Scripture: Genesis 41:46-52

46 Joseph was 30 years old when he began to serve Pharaoh, Egypt’s king, when he left Pharaoh’s court and traveled through the entire land of Egypt. 47 During the seven years of abundance, the land produced plentifully. 48 He collected all of the food during the seven years of abundance in the land of Egypt, and stored the food in cities. In each city, he stored the food from the fields surrounding it. 49 Joseph amassed grain like the sand of the sea. There was so much that he stopped trying to measure it because it was beyond measuring. 50 Before the years of famine arrived, Asenath the daughter of Potiphera, priest of Heliopolis, gave birth to two sons for Joseph. 51 Joseph named the oldest son Manasseh, “because,” he said, “God has helped me forget all of my troubles and everyone in my father’s household.” 52 He named the second Ephraim, “because,” he said, “God has given me children in the land where I’ve been treated harshly.” (Common English Bible)

The Farewell Sermon

 

Over six and a half years ago, I began my tenure here as your pastor by telling a story related by the late Christian author Phyllis Tickle, who recounted how she encountered a conference center employee at an event where she had just delivered a lecture, and the employee approached her with a question about the virgin birth. But the question he posed to her was not one of incredulity, or of “how can you possibly believe such fairy tales?” No, the question she said he posed to her was, “It’s so beautiful, it just has to be true, right? Whether it happened this way or not.”

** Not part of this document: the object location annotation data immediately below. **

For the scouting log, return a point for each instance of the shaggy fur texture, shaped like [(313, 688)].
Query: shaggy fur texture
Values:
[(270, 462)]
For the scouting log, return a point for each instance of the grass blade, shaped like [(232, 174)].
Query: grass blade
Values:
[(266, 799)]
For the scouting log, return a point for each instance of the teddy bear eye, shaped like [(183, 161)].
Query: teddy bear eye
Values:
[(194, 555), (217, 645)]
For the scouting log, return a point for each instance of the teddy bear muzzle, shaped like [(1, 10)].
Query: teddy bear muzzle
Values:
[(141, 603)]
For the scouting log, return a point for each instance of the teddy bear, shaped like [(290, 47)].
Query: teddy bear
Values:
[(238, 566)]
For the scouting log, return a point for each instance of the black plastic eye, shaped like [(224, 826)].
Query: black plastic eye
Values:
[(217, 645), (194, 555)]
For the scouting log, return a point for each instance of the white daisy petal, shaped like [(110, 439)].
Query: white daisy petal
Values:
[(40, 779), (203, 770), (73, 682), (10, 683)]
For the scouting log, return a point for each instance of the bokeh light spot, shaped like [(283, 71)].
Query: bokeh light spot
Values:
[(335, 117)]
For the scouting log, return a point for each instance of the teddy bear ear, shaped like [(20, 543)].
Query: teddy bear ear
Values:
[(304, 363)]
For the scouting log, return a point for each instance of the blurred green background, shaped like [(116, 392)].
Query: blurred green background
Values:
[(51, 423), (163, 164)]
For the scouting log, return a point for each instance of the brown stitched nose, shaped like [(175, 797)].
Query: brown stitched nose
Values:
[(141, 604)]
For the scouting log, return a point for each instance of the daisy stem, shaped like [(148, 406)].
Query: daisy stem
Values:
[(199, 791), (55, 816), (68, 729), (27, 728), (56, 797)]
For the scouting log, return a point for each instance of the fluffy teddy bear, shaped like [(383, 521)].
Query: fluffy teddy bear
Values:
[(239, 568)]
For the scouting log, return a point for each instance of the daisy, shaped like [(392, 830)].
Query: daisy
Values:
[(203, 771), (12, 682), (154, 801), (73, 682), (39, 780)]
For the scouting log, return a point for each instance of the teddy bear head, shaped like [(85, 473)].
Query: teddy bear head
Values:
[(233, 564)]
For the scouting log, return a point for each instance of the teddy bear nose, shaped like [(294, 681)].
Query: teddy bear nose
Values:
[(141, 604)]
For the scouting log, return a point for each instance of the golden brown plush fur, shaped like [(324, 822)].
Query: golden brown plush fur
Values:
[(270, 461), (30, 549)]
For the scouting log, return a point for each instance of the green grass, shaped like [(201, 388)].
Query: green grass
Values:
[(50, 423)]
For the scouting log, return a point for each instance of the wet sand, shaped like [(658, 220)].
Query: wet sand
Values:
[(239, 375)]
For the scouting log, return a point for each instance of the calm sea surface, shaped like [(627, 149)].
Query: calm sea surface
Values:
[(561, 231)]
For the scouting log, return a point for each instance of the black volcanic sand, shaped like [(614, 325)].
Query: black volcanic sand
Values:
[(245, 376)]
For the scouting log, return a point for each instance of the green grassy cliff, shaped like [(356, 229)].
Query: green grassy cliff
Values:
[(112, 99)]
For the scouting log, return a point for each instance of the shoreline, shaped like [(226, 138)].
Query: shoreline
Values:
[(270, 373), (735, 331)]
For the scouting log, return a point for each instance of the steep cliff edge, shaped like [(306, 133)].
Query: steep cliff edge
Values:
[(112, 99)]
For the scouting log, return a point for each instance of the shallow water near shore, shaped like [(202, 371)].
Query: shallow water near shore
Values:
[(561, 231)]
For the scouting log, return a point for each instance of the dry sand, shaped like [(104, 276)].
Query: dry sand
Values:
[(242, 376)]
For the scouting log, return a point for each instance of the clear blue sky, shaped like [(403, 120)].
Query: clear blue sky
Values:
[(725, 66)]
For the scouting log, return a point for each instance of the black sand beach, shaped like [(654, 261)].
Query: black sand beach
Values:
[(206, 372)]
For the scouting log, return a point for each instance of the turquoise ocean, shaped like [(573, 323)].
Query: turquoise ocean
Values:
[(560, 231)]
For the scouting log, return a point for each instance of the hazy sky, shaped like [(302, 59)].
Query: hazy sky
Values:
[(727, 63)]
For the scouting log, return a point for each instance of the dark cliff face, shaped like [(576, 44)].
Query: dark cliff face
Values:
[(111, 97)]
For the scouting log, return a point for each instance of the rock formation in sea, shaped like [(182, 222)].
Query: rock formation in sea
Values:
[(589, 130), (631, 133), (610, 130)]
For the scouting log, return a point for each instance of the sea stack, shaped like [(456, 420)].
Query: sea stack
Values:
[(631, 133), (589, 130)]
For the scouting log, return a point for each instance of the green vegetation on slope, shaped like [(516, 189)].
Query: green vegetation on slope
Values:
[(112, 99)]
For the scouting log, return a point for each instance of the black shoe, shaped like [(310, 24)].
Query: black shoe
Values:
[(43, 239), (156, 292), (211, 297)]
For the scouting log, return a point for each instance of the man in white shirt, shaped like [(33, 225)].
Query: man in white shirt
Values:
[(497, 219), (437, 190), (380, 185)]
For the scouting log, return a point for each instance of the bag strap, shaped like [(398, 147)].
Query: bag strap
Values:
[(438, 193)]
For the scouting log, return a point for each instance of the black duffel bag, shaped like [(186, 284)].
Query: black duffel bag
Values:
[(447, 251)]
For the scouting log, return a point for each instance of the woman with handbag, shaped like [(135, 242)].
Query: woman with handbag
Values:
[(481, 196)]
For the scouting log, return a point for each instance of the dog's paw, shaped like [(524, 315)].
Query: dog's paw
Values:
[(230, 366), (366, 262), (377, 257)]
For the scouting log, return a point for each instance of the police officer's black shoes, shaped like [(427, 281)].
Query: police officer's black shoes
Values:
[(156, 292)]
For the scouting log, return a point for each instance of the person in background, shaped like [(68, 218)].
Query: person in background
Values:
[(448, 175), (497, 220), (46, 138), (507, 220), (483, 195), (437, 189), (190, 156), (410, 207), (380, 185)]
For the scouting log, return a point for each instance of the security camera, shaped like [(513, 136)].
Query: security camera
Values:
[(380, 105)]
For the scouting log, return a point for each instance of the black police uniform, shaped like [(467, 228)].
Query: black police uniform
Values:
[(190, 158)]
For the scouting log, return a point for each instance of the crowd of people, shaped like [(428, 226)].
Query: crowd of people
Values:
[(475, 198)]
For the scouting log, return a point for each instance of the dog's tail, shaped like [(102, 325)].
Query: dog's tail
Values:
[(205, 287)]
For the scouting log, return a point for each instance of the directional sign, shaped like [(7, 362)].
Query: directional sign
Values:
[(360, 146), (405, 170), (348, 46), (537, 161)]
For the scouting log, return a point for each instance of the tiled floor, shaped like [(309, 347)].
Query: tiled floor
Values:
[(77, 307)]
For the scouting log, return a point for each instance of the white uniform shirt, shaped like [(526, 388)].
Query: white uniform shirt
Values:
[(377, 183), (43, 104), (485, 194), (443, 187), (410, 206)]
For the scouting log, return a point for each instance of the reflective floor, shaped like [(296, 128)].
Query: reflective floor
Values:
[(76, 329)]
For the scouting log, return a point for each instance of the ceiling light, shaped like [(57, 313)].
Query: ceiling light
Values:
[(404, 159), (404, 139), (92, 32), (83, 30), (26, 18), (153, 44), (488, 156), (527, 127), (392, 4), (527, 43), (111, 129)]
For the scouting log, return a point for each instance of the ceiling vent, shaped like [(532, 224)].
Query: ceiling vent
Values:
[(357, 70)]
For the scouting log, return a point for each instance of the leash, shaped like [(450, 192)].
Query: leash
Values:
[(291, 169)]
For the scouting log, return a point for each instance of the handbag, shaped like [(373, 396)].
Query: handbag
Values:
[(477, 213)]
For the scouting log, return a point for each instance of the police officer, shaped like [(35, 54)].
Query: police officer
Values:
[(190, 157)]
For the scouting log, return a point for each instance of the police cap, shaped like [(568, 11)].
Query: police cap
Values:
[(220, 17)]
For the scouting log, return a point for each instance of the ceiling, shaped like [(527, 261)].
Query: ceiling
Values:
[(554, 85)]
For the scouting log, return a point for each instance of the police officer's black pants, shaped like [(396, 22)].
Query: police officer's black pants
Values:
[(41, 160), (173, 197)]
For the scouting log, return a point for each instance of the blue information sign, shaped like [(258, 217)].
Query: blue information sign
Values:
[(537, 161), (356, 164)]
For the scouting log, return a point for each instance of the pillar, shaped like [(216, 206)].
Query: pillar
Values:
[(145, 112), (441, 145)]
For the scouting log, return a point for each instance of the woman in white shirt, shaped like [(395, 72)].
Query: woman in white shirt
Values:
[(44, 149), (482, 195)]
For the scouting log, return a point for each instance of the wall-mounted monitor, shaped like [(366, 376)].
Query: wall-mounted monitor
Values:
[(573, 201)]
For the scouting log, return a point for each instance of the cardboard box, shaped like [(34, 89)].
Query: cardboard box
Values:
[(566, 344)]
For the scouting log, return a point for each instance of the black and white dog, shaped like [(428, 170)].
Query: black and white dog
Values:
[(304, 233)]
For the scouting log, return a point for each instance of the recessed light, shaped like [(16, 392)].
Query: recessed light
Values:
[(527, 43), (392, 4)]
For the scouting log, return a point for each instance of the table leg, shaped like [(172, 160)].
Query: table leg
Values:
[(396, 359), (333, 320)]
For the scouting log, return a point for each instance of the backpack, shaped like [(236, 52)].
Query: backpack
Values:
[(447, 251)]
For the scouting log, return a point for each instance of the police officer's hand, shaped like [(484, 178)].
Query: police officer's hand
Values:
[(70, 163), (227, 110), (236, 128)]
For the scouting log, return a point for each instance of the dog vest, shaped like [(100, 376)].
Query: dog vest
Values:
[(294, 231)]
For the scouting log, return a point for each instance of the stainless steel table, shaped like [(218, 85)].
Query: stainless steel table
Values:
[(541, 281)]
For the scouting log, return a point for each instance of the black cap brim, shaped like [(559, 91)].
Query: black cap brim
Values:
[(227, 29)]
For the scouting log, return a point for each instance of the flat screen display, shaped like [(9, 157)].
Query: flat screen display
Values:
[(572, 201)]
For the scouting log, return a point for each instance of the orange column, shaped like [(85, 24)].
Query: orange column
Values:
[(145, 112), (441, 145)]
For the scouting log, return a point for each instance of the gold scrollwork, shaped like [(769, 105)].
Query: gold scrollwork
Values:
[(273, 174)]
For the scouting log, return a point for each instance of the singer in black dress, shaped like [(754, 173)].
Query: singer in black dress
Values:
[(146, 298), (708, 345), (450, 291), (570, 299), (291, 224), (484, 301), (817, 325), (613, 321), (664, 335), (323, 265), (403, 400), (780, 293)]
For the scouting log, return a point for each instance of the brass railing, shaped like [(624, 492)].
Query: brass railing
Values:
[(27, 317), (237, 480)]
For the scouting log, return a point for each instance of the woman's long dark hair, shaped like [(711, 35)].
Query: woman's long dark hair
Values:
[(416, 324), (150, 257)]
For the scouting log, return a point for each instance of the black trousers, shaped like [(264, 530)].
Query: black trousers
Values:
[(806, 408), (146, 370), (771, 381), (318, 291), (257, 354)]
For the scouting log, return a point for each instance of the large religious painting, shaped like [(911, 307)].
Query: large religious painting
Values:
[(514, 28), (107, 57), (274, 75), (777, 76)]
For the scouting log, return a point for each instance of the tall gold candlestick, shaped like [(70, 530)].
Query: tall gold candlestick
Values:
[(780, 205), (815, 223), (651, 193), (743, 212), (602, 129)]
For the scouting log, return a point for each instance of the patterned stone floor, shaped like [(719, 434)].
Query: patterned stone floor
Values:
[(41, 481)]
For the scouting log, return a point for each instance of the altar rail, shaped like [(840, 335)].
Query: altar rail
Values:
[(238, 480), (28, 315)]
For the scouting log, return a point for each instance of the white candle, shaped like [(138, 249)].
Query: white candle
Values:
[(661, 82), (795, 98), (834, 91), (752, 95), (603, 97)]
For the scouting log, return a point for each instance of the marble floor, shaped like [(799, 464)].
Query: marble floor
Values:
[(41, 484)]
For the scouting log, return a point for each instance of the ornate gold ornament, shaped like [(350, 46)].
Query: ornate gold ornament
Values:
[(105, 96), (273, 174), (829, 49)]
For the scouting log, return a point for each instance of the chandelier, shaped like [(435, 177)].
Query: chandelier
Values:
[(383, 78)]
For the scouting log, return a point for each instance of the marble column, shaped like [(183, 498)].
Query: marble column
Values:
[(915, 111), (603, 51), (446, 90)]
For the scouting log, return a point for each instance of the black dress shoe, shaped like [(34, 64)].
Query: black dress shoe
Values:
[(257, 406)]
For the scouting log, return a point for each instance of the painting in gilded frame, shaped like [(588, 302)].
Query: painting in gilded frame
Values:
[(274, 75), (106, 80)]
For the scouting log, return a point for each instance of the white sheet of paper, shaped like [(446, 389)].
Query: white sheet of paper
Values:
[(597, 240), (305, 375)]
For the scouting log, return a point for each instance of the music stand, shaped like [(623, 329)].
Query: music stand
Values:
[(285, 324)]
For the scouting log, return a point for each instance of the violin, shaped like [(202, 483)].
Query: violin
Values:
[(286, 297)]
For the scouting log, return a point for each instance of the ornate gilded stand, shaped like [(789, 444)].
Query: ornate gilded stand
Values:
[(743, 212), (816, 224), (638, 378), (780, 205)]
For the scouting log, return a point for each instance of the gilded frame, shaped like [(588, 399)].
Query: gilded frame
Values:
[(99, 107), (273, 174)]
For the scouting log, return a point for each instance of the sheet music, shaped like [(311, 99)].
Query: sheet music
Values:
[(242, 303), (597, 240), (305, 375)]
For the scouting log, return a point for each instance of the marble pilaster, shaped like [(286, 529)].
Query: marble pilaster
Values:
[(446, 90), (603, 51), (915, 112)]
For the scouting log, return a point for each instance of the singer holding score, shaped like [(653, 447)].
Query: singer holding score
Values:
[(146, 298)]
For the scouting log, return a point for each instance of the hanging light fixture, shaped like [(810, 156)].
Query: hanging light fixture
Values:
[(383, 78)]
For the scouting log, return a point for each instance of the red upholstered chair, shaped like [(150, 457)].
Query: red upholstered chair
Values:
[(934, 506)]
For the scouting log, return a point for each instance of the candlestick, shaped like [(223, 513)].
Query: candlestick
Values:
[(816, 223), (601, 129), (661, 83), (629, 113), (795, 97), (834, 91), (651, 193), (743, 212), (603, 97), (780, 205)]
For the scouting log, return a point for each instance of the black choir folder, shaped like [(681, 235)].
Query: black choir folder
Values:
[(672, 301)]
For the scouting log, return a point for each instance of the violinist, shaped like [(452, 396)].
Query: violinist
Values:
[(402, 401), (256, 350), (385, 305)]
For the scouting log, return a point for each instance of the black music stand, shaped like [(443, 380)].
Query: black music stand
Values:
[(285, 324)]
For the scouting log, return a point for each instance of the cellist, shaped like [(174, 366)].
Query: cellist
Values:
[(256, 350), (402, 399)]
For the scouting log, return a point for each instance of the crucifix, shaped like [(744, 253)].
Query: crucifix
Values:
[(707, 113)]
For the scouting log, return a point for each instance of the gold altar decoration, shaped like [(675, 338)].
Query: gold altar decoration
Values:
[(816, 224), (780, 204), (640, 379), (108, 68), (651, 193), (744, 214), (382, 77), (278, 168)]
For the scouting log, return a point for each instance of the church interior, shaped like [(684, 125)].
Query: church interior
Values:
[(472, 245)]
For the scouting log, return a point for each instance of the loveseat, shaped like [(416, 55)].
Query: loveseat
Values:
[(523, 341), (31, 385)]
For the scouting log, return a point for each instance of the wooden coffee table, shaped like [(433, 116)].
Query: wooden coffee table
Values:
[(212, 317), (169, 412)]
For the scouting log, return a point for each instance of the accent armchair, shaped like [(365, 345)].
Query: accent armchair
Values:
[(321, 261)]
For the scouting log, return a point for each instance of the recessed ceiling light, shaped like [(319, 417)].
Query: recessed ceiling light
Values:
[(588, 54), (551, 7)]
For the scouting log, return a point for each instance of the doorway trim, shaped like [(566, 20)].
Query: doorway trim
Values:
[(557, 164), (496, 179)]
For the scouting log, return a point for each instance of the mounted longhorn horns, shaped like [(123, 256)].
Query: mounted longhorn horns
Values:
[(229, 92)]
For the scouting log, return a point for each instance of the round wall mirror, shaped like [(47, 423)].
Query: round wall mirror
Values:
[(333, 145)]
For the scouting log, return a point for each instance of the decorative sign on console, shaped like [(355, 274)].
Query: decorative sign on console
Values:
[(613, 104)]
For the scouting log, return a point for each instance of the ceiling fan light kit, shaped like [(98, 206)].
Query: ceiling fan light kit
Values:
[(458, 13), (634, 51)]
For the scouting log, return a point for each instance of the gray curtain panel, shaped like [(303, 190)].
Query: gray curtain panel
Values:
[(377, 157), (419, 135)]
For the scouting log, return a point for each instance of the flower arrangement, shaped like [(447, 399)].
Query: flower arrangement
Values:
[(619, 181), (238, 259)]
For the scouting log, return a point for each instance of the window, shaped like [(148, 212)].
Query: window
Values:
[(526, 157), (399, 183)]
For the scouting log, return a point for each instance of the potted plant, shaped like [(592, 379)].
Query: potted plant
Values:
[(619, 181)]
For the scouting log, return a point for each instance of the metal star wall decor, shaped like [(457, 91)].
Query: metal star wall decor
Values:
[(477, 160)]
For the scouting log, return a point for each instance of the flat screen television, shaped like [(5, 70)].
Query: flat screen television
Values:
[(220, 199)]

Goodness, that is a word. I was twenty-five years old when I shared that story with you, and truth is still revealing itself to me—and I hope it continues to reveal itself, in all its beauty and splendor, even after this day is done and we have parted ways.

The nature of truth is something we all eventually have to reckon with. We can put it off, procrastinate, or hide our eyes, but truth still stands before us, demanding to be seen and heard.

And whatever denial or bargaining or other stages of grieving you and I have been experiencing over the past three months, the moment of truth has finally arrived where we do in fact have to say goodbye to each other, after six-plus years that have been so beautiful that I know them to be true.

But not without one last message, one final lesson, drawn from the same passage I preached my first sermon on as your pastor: the commissioning of Joseph as Zaphenath-Paneah by Pharaoh in preparation for the seven years of plenty followed by seven years of famine as Joseph had interpreted from Pharaoh’s dreams.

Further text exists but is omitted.